最高の食材を使って、腕に覚えある頑固な職人が料理したフルコースを食べた感じのする映画。ヘレン・ミレン、デレク・ジャコビ、マギー・スミスほか、揃えも揃えたりの実力派イギリス俳優たちの顔ぶれは、イギリス好きにはたまりません。そんな彼らのキャラをちゃんと立たせてる。さすが、群像劇がお得意なロバート・アルトマンってところか。ただ手際よくても、人間関係が複雑すぎて、一度見ただけではわからない。ま、皿までなめ回すぐらいの勢いで、観てこそわかる味わい深い作品って感じです。



英国郊外にあるカントリーハウス。何だか訳アリ風な貴族たちが集まるパーティーで、殺人事件が起こる――。英国びいきorミステリーファンなら、この設定だけでわくわくするはず。だがそこはアルトマン、単なる事件ものになるはずもなく、作品の解釈も一筋縄ではいかない。ミステリーの要素を割と期待していたのでちょっと肩透かしをくらったが、全編に漂う英国調な雰囲気を満喫できただけで十分満足!とにかく多い登場人物が全員魅力的なので、画面に目を釘付けにして観るべし。

9デイズ

ストーリー:CIA捜査官のオークス(アンソニー・ホプキンス)と部下のポープ(クリス・ロック)はロシアから流出した小型核爆弾の潜入捜査をしていた。だがポープが殺害されてしまう。ポープの双子の弟が急遽、捜査官に仕立て上げられるが……。
日本公開:10月19日
(丸の内ルーブル他全国)
上映時間:1時間57分
配給:ブエナ・ビスタ・インターナショナル(ジャパン)
(c) Touchstone Pictures.All rights reserved.

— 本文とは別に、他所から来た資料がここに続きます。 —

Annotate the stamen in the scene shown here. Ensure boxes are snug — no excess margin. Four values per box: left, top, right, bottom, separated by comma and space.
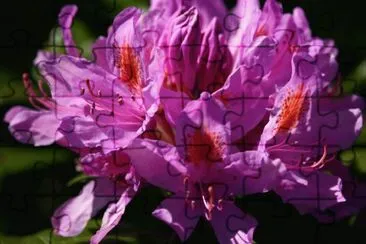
274, 83, 306, 135
117, 96, 124, 105
86, 79, 98, 97
217, 198, 224, 211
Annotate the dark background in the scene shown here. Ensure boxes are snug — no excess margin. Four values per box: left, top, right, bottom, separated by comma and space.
0, 0, 366, 243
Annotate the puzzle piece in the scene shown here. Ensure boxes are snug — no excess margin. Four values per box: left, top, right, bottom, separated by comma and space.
0, 1, 366, 243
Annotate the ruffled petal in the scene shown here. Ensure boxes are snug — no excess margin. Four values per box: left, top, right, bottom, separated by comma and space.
176, 92, 232, 163
52, 178, 125, 236
92, 36, 110, 71
123, 139, 186, 192
153, 194, 200, 241
90, 188, 136, 244
211, 202, 257, 244
224, 151, 286, 195
4, 106, 62, 146
149, 0, 181, 16
159, 8, 202, 92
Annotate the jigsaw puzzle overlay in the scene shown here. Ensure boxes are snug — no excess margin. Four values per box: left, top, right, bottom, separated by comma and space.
0, 0, 366, 243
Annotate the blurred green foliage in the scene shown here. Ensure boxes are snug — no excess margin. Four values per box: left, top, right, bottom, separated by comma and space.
0, 0, 366, 244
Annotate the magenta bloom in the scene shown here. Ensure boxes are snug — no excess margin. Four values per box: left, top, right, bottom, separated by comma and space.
5, 5, 163, 243
5, 0, 365, 243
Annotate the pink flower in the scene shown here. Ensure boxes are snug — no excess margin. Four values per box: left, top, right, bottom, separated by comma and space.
5, 0, 364, 243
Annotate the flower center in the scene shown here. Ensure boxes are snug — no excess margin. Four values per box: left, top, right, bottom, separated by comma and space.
183, 176, 224, 220
275, 83, 306, 134
186, 129, 223, 165
115, 44, 142, 94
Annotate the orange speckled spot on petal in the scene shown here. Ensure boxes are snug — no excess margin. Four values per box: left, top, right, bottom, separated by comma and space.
254, 25, 268, 38
115, 44, 143, 94
275, 83, 306, 134
186, 129, 223, 165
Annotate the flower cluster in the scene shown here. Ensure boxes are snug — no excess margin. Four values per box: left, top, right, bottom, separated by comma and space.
5, 0, 364, 243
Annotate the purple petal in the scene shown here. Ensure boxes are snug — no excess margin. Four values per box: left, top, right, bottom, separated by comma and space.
123, 139, 186, 192
4, 106, 62, 146
159, 8, 201, 91
225, 151, 286, 195
52, 178, 121, 236
176, 92, 231, 161
211, 202, 257, 244
292, 7, 311, 43
153, 194, 200, 241
149, 0, 181, 16
92, 36, 110, 71
90, 188, 136, 244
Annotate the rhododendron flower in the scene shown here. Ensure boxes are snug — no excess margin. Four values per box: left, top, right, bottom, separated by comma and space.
5, 5, 162, 243
5, 0, 365, 243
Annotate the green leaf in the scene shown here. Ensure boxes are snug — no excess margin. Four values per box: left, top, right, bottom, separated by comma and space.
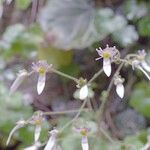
129, 82, 150, 117
15, 0, 31, 10
38, 46, 73, 68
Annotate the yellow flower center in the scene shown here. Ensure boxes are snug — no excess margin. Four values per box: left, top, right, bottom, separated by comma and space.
138, 56, 145, 61
38, 67, 46, 74
80, 128, 88, 136
103, 52, 110, 59
35, 119, 41, 125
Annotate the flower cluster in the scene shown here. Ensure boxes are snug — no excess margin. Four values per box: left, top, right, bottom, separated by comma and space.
7, 45, 150, 150
10, 60, 52, 95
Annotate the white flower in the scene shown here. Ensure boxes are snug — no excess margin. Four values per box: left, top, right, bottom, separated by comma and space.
6, 120, 27, 145
29, 111, 44, 143
74, 127, 90, 150
79, 85, 89, 100
34, 125, 42, 142
32, 60, 52, 95
96, 45, 118, 77
132, 60, 150, 80
10, 70, 28, 93
24, 142, 41, 150
81, 136, 89, 150
114, 75, 124, 98
44, 129, 58, 150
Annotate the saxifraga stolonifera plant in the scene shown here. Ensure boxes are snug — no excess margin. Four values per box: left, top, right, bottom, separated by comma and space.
6, 45, 150, 150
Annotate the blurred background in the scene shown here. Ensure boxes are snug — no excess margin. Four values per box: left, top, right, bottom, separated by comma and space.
0, 0, 150, 150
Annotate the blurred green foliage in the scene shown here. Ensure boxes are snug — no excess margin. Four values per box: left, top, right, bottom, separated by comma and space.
129, 82, 150, 117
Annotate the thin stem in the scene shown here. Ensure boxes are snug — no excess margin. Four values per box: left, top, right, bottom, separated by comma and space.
43, 109, 90, 115
60, 98, 88, 132
88, 69, 103, 84
97, 62, 124, 124
100, 128, 114, 143
50, 68, 78, 83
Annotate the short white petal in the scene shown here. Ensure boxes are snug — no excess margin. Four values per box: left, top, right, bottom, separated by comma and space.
24, 145, 38, 150
6, 124, 23, 145
137, 66, 150, 80
34, 125, 41, 142
37, 74, 46, 95
79, 85, 88, 100
10, 73, 28, 93
103, 59, 111, 77
81, 137, 89, 150
44, 135, 56, 150
116, 83, 124, 98
141, 61, 150, 72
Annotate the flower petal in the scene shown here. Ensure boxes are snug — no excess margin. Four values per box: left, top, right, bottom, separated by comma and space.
24, 142, 41, 150
44, 135, 56, 150
81, 137, 89, 150
34, 125, 41, 142
37, 73, 46, 95
6, 120, 26, 145
24, 145, 38, 150
10, 71, 28, 93
103, 58, 111, 77
79, 85, 88, 100
141, 61, 150, 72
116, 83, 124, 98
137, 66, 150, 80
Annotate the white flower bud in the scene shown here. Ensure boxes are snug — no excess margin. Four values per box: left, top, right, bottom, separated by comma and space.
79, 85, 89, 100
10, 70, 28, 93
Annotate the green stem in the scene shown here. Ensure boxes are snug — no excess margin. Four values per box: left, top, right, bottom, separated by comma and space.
50, 68, 78, 83
60, 98, 88, 132
97, 62, 124, 124
43, 109, 90, 115
88, 69, 103, 84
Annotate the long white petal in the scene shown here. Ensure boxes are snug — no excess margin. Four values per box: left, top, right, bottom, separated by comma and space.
0, 2, 3, 19
81, 137, 89, 150
10, 72, 28, 93
103, 58, 111, 77
116, 83, 124, 98
137, 66, 150, 80
44, 135, 56, 150
37, 74, 46, 95
141, 61, 150, 72
79, 85, 88, 100
34, 125, 41, 142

殺されたCIAエージェントになり代わって、ろくでなしの双子の弟がにわか仕立てで捜査に加わるってな設定は、コメディのはずなのに笑えない。いや笑わそうとしていないんだな。大マジメにやってるのだ。だから突如185とかいう知能指数を披露されたりすると、浮きまくりで思わず失笑。もうちょっとうまく伏線が張ってあればなぁ。コミカル部分をもっぱら担当している主人公の女性関係も、爆笑には至らない。ただ、ホプキンスのアクションの身のこなしの軽さにはビックリしたけど。

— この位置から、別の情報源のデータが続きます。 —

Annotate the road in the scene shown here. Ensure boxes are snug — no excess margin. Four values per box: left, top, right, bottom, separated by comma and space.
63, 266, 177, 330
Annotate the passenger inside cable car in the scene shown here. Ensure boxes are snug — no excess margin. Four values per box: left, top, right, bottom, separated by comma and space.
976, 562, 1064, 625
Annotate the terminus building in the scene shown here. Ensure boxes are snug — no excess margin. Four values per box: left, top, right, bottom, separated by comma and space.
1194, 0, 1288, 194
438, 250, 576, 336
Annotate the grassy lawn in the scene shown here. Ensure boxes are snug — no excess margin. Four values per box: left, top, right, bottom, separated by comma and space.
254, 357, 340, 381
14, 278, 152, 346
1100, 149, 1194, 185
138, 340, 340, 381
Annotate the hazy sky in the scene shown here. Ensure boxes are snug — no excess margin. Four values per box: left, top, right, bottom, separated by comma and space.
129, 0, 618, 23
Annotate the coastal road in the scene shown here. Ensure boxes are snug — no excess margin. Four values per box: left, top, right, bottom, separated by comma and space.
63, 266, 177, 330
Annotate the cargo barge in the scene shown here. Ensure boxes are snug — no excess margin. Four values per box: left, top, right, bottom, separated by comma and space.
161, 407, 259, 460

『ハンニバル』でずんぐりむっくりとなってたアンソニー・ホプキンスに驚いたが、その体で走る、走る、走る。見てるこっちが心臓バクバクしそうです。コメディアン出身のクリス・ロックとの顔合わせは面白いし、クスッと笑えるシーンもある。でも、“孤高の人”というイメージが強すぎるホプキンスには男同士の信頼だの、友情なんて芽生える感が致しません。それにしても、大味で派手なジェリー・ブラッカイマー印のアクション大作に出るなんて、意図するところは何だったのか?

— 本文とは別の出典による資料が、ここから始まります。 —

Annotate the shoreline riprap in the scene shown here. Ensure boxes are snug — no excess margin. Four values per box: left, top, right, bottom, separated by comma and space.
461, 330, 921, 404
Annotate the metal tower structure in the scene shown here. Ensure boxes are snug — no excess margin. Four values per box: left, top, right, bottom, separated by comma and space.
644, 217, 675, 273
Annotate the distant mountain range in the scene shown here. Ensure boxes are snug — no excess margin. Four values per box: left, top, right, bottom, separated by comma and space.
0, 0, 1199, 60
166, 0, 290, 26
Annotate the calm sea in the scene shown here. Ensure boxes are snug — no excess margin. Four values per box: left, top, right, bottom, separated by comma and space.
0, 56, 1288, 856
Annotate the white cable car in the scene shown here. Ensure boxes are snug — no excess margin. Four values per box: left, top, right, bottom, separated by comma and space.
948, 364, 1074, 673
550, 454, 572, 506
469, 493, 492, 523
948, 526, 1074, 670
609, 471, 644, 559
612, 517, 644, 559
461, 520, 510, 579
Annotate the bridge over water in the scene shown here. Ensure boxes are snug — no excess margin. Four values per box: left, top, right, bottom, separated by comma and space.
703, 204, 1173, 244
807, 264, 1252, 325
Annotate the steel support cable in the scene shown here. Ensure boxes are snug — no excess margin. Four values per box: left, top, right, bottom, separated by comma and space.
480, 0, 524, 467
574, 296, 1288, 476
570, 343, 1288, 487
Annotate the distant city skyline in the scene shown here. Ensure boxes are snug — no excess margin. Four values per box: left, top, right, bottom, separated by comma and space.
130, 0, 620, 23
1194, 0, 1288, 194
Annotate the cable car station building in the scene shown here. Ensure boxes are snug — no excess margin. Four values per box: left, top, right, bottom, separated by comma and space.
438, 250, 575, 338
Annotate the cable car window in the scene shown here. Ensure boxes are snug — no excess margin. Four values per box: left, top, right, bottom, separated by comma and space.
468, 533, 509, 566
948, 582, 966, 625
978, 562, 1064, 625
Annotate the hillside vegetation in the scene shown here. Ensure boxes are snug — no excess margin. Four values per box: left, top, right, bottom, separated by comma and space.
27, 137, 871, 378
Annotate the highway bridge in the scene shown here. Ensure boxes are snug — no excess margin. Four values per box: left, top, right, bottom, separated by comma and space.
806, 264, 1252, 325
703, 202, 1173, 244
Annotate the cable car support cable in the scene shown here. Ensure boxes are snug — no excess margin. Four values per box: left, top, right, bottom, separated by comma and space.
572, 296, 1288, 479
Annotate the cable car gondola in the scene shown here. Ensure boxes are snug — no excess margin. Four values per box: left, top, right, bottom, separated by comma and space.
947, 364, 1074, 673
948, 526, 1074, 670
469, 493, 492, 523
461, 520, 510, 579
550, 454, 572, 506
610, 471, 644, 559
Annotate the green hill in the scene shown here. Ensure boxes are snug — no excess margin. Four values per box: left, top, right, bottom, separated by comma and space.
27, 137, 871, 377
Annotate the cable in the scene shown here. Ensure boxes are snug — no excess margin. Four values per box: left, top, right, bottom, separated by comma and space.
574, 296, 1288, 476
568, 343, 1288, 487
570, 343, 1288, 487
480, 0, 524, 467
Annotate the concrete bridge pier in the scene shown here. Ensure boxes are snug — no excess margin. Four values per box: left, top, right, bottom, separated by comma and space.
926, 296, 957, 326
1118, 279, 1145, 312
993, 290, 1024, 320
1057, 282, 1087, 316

何をやっても様になるアンソニー・ホプキンスは、老練のCIA捜査官もお手のもの。監督もベテランのジョエル・シュマッカーだから、アクションもサスペンスもそれなりに楽しめる。が、最初から最後まで、「微妙に外してるなぁ」という感覚をぬぐえなかった。問題は、ホプキンスの相手役のクリス・ロックかなぁ。全米でのこの人の立ち位置はよくわからないが、この映画に関して言えばシリアスなのかお笑いなのか、どっちつかず。おかげで、こちらも物語に乗り切れなくなってしまうのでした。